Generally, the user employs a file processing client installed on the terminal to send a file, and the user may send the file having the predetermined identifiers to the distributed system 105 by directly inputting the content of the file or uploading the file. In this embodiment, the above mentioned file may comprise a file in a fasta format, a fastq format, or other later developed formats; and the above mentioned predetermined identifiers may be “>” or “@”.
In some optional implementations of this embodiment, the above mentioned file is a genetic information file.
Step 202: Split the file into a plurality of subfiles based on the size of the file, the number of the predetermined identifiers in the file and the number of servers in the distributed system, wherein each subfile has the same number of the predetermined identifiers.
In this embodiment, based on the file having the predetermined identifiers obtained at step 201, the above mentioned electronic device (for example, the distributed system 105 as shown in FIG. 1) may acquire the above mentioned file, analyze the above mentioned file and the content of the file by a variety of analytical means to detect the size of the file and the number of the predetermined identifiers in the file, and detect the number of the servers included in the distributed system. Thereafter, the above mentioned file is split into a plurality of subfiles based on the size of the above mentioned file, the number of the predetermined identifiers in the above mentioned file and the number of the servers included in the above mentioned distributed system, and each subfile has the same number of the predetermined identifiers.
In a specific embodiment, assuming that the size of the above mentioned file is 100M, the predetermined identifiers in the above mentioned file are 200 “@”, and the number of the servers included in the above mentioned distributed system is 10, the file is split into 10 subfiles, and each subfile is ensured to include 20 predetermined identifiers.
In some optional implementations of this embodiment, the number of the above mentioned subfiles is an integer multiple of the number of the servers included in the distributed system. As mentioned above, the number of the servers included in the above mentioned distributed system is 10, and thus the number of the subfiles as an integer multiple of 10, such as 10, 20, or 30, is considered. After the number of the subfiles is determined, the file is split into subfiles.
In some optional implementations of this embodiment, the number of the split subfiles to be generated and the number of the predetermined identifiers included in each subfile are determined based on the size of the file, the number of the predetermined identifiers in the file and the number of the servers included in the distributed system; and the file is split into a plurality of subfiles based on the number of the split subfiles to be generated and the number of the predetermined identifiers included in each subfile. As stated above, assuming that the size of the above mentioned file is 100M, the predetermined identifiers in the above mentioned file are 200 “@” and the number of the servers included in the above mentioned distributed system is 10, the above mentioned file is split into a multiple of 10 subfiles, the number of the split subfiles to be generated is determined to be 10, and each subfile includes 20 predetermined identifiers. Based on the number of the split subfiles to be generated and the number of the predetermined identifiers included in each subfile, the file is split into 10 subfiles while each subfile is ensured to include 20 predetermined identifiers.

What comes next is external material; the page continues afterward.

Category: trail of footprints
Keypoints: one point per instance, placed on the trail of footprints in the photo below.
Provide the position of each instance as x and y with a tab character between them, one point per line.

Step 203: Send the subfiles to the corresponding servers for parallel processing of the above mentioned file in response to a file processing request sent by at least one of the servers in the above mentioned distributed system.
In this embodiment, at least one of the servers included in the above mentioned distributed system sends the file processing request first. The distributed system, upon receiving the above mentioned file processing request, sends the subfiles to the corresponding servers in response to the file processing request so that the at least one of the servers included in the above mentioned distributed system performs parallel processing of the above mentioned file, thereby implementing load balancing of the file processing request by means of the plurality of servers in the distributed system.
In some optional implementations of this embodiment, the subfiles processed by the corresponding servers are merged to generate a merged file. An access permission of the merged file is set to a share permission or a non-share permission. Herein, the file having the predetermined identifiers and the merged file are displayed by way of text or graph. The non-share permission allows default users to download, view, modify, invoke, or delete files; and the share permission allows all the users to read and copy files.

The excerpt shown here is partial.